Afternoon, everybody! Ready for another one? Here’s Chapter 48: Basilisk.
If you’re just joining Biotech Legacy: Long Fall, you can find all of the preceding chapters right here at the Oktopod Blog.
The previous novel, Biotech Legacy: Stars Rain Down, is currently available exclusively through Amazon.
We have lift-off…
The first wave of attackers arrived three hours and seventeen minutes later. New Union fighter jets blotted out the white and raging sky like a plague of locusts, their approach heralded by a screaming chorus of cruise missiles launched from some ship further on.

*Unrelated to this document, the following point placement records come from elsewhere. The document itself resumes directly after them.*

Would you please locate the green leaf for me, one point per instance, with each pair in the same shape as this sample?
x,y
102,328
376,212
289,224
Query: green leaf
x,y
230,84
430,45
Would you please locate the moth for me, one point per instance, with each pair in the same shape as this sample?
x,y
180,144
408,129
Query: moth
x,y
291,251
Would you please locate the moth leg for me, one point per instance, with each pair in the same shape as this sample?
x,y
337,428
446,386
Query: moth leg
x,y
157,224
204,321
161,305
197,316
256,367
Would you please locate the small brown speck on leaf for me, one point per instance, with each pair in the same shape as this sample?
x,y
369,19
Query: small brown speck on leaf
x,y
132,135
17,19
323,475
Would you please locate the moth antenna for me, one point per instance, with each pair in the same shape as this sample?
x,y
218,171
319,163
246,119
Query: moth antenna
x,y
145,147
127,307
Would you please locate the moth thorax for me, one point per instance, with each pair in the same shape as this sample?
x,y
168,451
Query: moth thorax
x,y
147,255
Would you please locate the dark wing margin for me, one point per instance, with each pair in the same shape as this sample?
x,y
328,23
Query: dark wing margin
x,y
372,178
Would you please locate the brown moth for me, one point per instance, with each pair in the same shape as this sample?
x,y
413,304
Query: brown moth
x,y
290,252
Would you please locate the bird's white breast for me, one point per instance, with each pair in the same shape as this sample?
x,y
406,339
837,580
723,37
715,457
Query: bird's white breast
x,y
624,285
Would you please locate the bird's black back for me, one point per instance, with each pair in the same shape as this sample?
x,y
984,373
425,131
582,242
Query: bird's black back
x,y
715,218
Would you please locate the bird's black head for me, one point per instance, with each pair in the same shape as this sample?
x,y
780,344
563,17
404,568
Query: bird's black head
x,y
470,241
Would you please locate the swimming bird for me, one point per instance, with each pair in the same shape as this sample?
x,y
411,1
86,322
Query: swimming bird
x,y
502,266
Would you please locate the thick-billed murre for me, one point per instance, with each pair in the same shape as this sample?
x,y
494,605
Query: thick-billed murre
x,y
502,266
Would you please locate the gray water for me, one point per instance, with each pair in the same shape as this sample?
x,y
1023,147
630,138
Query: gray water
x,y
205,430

The powerful warheads exploded in red and orange balls of flame all around Amiasha’s shell like a wreath of furious roses. When their fires subsided, they revealed discs of quicksilver on Amiasha’s hull, shields controlled by the city’s Sey Chen residents which protected the animal underneath.
The Arkangel Compact’s official response was already in the air. Thousands of Heirath Yuon Kwon with human pilots streamed out into the rising blizzard, while Fleet gunships began to hunt through the skies in a feeding frenzy.
When the two fronts met, flashes of light and bright streamers criss-crossed in a circle around Amiasha like the climax of a mad fireworks show that simply didn’t know when to quit. The crackle was of endless nearby thunder, which slapped the ground and echoed back up into the air.
Alex Faulkland stood atop his personal command cruiser, the Phoenix, which was parked on the ground beside Legacy. He wanted to see the hell that was coming with his own two eyes, in those last minutes before they got out of Dodge once and for all.
It was a massacre up there; Fleet and Arkangel ships were pushing the Union fighters back at a steady pace, but Alex knew not to get his hopes up. This was just the snack plate, and the entree was still on its way.
He was just about to turn and head in when he noticed a humming darkness that caused the roiling clouds to twist, bulge, and finally peel away. It was some kind of ship less than a kilometer long and shaped like a tigershark, which brought an even colder and more vicious wind with it.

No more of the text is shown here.